Zanaatkâr Teknobaz
Karakter Tablosu (İsteseniz de İstemeseniz de Spoiler Yiyeceksiniz)
İmparatorluk Ailesi
Kilian von Karsten/Skoll:
Hikâyenin ana
karakteri, iki defa yeniden doğmuş, acımasız bir amcık. Geçmişinden ve yetişme
şeklinden ötürü çok alaycıdır ve düşmanı olarak gördüğü kişilere geçmişleri
veya durumları fark etmeksizin insan olarak bakmayı anında bırakabilir. Yine de
gidip zavallılara zarar vermez ve alçaklığın adaletle cezalandırıldığı,
kötülüklerin ve ırkların bir insana değer katmadığı bir ülke kurmayı hayal eder
yine de girişimlerinin masumlara zarar verebileceğini anlar. Çoğu kişiye göre
duygusuz bir komplocu gibi görünse de Kilian ara sıra empati gösterebilir.

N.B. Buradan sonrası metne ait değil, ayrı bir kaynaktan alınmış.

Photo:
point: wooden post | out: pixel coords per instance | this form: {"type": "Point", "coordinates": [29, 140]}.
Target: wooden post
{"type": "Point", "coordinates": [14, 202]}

Oldukça şakacı bir kişiliğe sahip olduğundan iyi veya kötü bir şaka yapmak için
fırsat bulduğunda bunu asla kaçırmaz.
Klaus/Reinhold von Karsten/Skoll:
Kilian’ın babası,
Kars Dükü, Kanlı Gül’ün Üstadı ve Arkadya kıtasındaki en yetenekli büyücü.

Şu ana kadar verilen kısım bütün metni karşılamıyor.